"This will be the board's first JK-12 facility in Renfrew County and we want this to be done right," added (board chair Roy) Reiche.Once the domain of even smaller or far more remote communities, I'm fairly certain the construction of JK-12 schools in smaller communities will increasingly become a reality across parts of southern Ontario that haven't seen this sort of school organization since the abandonment of the one- and two-room schools in the 1950s and 1960s. It will become an increasingly preferred setup, first, likely, to the French-language boards whose populations outside of some pockets of geography in Ontario are quite spread out. We have such a JK-12 facility in my coverage area that's currently under construction and will open to JK-12 students starting at the turn of the year, with the last desk moved in by the start of second semester in 2011.
The plan will see Mackenzie High School converted into a junior kindergarten to Grade 12 school and students from Morison Public School moving in for the 2011-2012 school year. The project will be done in stages with modifications being done to the existing structure while students will continue to attend classes, Mr. Reiche noted.

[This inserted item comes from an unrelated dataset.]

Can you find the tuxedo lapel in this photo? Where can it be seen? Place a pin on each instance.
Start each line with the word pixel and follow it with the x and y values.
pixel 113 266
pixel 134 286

Last year, the ministry announced $4,876,588 under the province's Energy Efficiency Program for one capital project to address the accommodation needs of students at Morison Public School in Deep River. The ministry stipulated, however, that the project had to be completed no later than the 2011-2012 school year.
It's a dramatic change for the several generations of parents and grandparents who've experienced other school organizational structures, be it JK-8 and 9-12 or JK-5, 6-8, 9-12 or other models used across Ontario over the years.
However, it allows boards to upgrade facilities and bring together students and staff into more manageable and efficient groupings. In some areas, depending on historical politics between boards, this could become an option preferred over twinning schools with a coterminous school board.